Quelques éléments biographiques.

Maxime Tendero (1927-1998) est né à Givors, de parents d'origine espagnole. Il exerce tout d'abord des activités professionnelles diverses : dessinateur dans les textiles de Castres, puis dans des cabinets d'architecture de Toulouse, Paris et Carcassonne. Voué spontanément et intuitivement à la sculpture depuis l'enfance, il est dans ce domaine un autodidacte passionné, prompt à saisir, à l'occasion des rencontres, la force expressive et l'harmonie des oeuvres de Michel-Ange, Moore, Arp ou Zadkine. A la suite de problèmes de santé, il choisit de se consacrer à la sculpture en 1964. Il travaille dès lors en solitaire, tout d'abord à Carcassonne, puis dans les environs de Nice à partir de 1968.

 

Quelques oeuvres publiques voient le jour dans les premières années niçoises : la Fontaine de l'école Terra-Amata de Nice, un hommage à Maurice Jaubert (cimetière de Caucade), le bas-relief mural de l'école Jean Macé de Nice (1977).
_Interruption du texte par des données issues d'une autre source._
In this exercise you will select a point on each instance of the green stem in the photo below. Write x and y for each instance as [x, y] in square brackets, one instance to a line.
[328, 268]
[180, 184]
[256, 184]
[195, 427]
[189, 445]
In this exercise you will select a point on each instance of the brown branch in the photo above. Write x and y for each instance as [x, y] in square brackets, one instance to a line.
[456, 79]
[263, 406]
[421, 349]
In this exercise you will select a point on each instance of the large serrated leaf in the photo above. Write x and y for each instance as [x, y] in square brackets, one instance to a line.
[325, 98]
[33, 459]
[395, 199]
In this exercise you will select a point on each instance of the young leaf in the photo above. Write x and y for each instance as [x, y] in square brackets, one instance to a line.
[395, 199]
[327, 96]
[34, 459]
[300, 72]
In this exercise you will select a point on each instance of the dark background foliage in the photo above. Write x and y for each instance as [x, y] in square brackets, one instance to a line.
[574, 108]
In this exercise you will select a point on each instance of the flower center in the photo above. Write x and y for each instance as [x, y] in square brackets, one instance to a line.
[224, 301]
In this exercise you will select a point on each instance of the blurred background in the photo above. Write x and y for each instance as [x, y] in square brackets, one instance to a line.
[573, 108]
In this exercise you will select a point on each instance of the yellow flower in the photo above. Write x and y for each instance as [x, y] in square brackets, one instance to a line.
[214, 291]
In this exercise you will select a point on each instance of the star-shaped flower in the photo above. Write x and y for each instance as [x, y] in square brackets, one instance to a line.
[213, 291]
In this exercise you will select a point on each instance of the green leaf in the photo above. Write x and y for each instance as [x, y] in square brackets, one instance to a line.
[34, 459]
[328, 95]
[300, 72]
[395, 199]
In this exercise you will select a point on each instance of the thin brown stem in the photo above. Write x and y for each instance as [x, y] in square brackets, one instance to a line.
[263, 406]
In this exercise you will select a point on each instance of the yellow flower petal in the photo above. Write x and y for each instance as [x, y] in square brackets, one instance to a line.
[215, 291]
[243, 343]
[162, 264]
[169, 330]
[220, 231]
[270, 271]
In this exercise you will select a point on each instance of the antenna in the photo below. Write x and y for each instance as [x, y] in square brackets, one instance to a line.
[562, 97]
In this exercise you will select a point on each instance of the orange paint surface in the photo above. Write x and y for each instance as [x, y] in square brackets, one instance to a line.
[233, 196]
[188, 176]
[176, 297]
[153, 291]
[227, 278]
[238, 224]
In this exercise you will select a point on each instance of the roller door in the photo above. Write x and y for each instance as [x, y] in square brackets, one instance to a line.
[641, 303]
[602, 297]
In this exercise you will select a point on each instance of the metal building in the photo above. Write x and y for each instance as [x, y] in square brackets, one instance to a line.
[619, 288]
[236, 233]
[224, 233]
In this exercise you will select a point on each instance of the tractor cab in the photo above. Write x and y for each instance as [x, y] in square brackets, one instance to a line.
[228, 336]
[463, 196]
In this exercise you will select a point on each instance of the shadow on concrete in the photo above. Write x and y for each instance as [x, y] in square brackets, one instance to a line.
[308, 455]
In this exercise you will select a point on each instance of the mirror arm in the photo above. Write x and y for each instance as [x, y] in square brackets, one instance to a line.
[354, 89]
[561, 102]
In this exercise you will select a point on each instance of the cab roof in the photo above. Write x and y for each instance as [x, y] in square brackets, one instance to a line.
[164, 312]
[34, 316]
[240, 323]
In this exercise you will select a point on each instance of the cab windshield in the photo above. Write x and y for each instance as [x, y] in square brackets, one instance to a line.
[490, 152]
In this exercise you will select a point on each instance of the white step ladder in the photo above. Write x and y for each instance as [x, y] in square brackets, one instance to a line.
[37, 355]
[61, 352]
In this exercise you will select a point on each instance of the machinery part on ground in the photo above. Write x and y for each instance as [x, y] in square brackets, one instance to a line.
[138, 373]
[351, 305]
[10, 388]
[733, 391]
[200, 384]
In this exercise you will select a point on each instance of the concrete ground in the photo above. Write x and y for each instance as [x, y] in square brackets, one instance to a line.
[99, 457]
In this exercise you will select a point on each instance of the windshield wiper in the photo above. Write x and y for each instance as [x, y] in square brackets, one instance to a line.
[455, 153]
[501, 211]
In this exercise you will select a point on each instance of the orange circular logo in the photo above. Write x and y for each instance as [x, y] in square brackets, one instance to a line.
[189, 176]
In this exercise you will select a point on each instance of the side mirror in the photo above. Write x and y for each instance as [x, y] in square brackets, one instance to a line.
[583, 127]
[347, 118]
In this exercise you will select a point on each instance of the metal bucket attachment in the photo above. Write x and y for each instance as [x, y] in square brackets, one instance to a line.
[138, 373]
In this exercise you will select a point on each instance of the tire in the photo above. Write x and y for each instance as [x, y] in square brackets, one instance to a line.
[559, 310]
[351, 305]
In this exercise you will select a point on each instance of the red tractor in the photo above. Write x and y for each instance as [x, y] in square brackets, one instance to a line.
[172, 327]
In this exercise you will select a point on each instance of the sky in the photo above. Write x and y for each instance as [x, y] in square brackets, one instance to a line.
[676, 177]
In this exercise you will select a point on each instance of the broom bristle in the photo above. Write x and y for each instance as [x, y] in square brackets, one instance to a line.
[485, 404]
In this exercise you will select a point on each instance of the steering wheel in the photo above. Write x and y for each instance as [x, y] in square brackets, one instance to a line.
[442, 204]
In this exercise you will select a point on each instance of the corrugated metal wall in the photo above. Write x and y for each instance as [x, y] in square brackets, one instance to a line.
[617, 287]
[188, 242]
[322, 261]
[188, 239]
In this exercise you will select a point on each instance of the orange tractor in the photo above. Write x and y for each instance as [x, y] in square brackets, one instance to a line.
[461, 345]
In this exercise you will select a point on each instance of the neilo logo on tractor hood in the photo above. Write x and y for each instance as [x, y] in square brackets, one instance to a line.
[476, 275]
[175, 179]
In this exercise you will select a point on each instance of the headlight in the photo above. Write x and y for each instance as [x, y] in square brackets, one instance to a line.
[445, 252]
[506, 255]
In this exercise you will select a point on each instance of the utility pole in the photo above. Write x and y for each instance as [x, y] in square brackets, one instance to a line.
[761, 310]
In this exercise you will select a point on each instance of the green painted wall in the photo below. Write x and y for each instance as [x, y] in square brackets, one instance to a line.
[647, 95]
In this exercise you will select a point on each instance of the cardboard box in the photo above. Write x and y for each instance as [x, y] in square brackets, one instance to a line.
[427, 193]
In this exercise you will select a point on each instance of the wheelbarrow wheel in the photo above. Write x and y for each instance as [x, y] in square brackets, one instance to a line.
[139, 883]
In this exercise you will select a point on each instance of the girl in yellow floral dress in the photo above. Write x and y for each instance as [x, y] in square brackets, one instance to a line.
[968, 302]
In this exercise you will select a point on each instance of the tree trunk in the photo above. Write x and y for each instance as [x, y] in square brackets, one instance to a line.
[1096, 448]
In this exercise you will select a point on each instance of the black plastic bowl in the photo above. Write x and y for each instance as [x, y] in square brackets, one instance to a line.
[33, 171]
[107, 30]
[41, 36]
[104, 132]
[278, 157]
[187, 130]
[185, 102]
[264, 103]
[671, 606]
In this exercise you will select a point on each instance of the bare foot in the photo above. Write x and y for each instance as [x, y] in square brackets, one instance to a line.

Bas-relief mural, école Jean Macé, Nice, 1977.
Fontaine, école Terra Amata, Nice, acier inoxydable, 1974

La Monnaie de Paris lui commande deux médailles : Michel-Richard Delalande (1976) et Louis-Noël Belaubre (1982), compositeurs français, ainsi que deux petites sculptures ( Féminité, et Maternité 1987 et 1990).

Féminité,  Monnaie de Paris, bronze, 1987, (9.2cm).
Louis-Noël Belaubre, maquette relief pour médaille, Monnaie de Paris, ardoise, 1982, (d.23cm).
Maternité, Monnaie de Paris, bronze, 1990, (11.5cm).
Maxime Tendero,  esquisse par Carlos Pradal,  huile sur toile, 1970.
Hymne au soleil, acier soudé, 1991, (environ 2m) - Le Jardin de Palais Carnolès, Meton.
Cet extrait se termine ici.